Purpose-driven entrepreneurs often address a pressing need with their products and services; however, they need to prove commercial viability. Considering that external influencing factors and policy environments in Africa are sometimes challenging, the bar is set high and building a positive track record takes time. We help entrepreneurs adequately assess their investment readiness and strengthen areas most needed. For some companies, this means positioning themselves for concessional and philanthropic finance to build the early-stage capacity and prepare them for larger, commercial investments. Catalysing these forms of “blended solutions” will require greater engagement and exchange between the impact-first community of DFIs, foundations and angel investors, as well as the wider investment community.
Are you seeing any recurring issues in match-making investors and entrepreneurs?
While committed impact investments for Africa have grown substantially in the past years, recurring market inefficiencies prevent flows from reaching businesses at true scale. With the proliferation of actors in the impact investing ecosystem, there is a clear need to overcome persistent inefficiencies.

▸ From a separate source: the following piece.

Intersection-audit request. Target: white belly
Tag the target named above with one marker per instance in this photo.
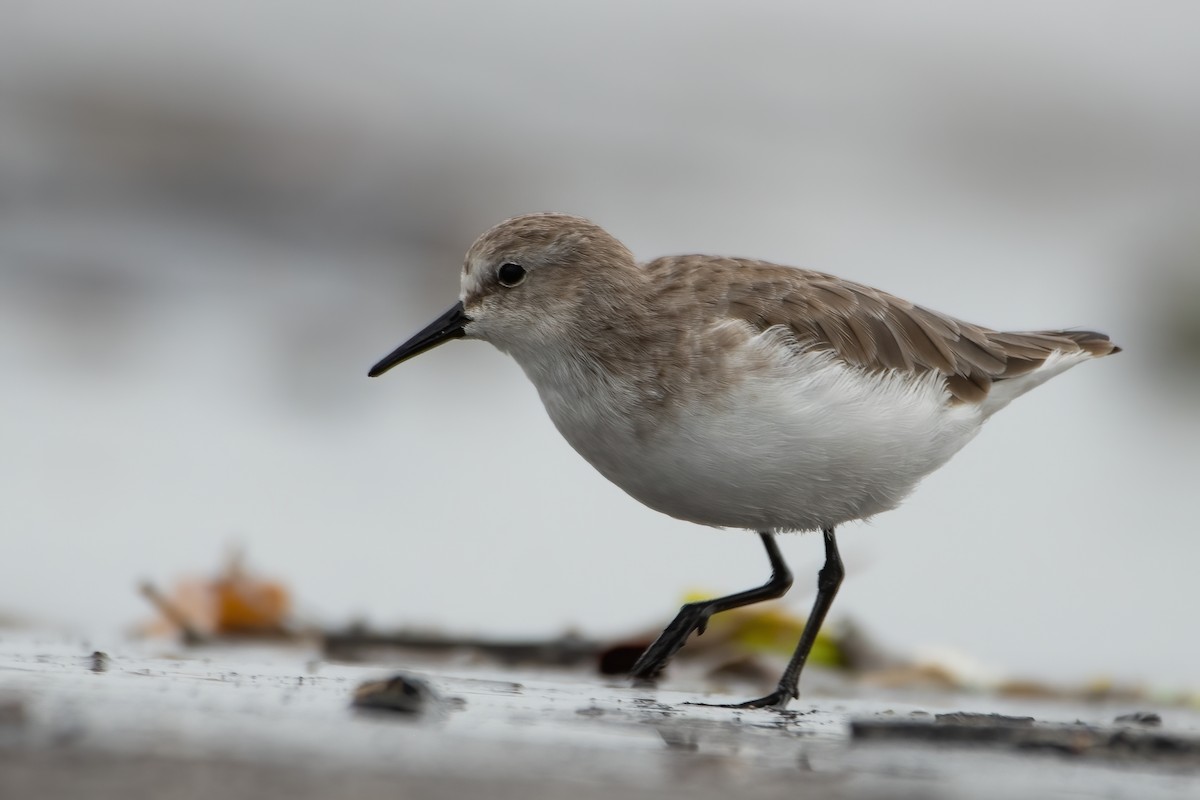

Investors face difficulties in finding high-potential, investment-ready opportunities. Transaction costs can be high due to the due diligence requirements, varying legal systems and currency volatility. Intermediaries and new technologies can play a critical role in building trust between parties, reducing friction and building a functioning investment.
How would you suggest creating greater efficiencies and scaling impact across the value chain?

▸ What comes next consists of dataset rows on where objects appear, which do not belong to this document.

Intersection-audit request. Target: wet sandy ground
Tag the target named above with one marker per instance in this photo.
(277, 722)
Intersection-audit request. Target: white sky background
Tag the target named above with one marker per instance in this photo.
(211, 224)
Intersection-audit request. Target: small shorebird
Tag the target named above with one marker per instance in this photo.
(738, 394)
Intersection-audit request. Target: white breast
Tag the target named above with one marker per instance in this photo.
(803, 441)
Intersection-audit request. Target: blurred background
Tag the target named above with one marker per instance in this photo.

We often find that there is a lack of local engagement as well as investor bias: many investors making investments in emerging markets are based in Europe or the United States. The larger ones are increasingly developing a local presence to source and support portfolio companies, but this is not feasible for smaller funds and angel investors. Not having on-the-ground experience makes it difficult to identify and assess opportunities, and a comparative lower less understanding of market conditions which ultimately increases risk (or the perception thereof) and slows decision-making. Furthermore, to build a robust entrepreneurial ecosystem and enable enterprises to scale and become investment-ready, investment must be coupled with technical assistance. Affordable and skilled talent is short, but there are opportunities for up-skilling, greater exchange of lessons learned and talent resources sharing.
When it comes to measuring impact, what strategies are there to guide companies looking to raise capital/investors looking to exit?

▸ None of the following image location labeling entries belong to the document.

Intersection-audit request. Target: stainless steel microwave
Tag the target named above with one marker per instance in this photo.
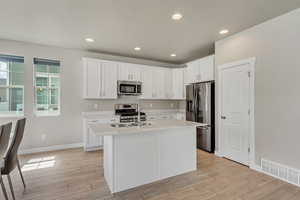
(130, 88)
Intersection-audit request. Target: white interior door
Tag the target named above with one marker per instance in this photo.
(235, 112)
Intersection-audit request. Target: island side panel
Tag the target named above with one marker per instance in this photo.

We’ve seen a clear shift from anecdotal to more data-driven impact reporting. This is a positive development, and Ignis works with clients on the implementation of impact measurement standards to bring consistency and comparability to the impact investing space. However, the most popular impact assessment frameworks have a large set of indicators that can be time-consuming and financially straining, which can be very overwhelming for small and growing businesses. Investors need to signal which indicators matter most to them, keep reporting requirements simple and consistent to ensure data comparability over time, avoid errors and the high cost of data collection. I am hopeful that the emerging, decentralised solutions to impact measurements will create more transparency and accountability to address issues of double counting and allow for ways of evaluating impact across projects and at scale. In my view, it is critical for investors to actively engage in these efforts to help the impact sector leap forward.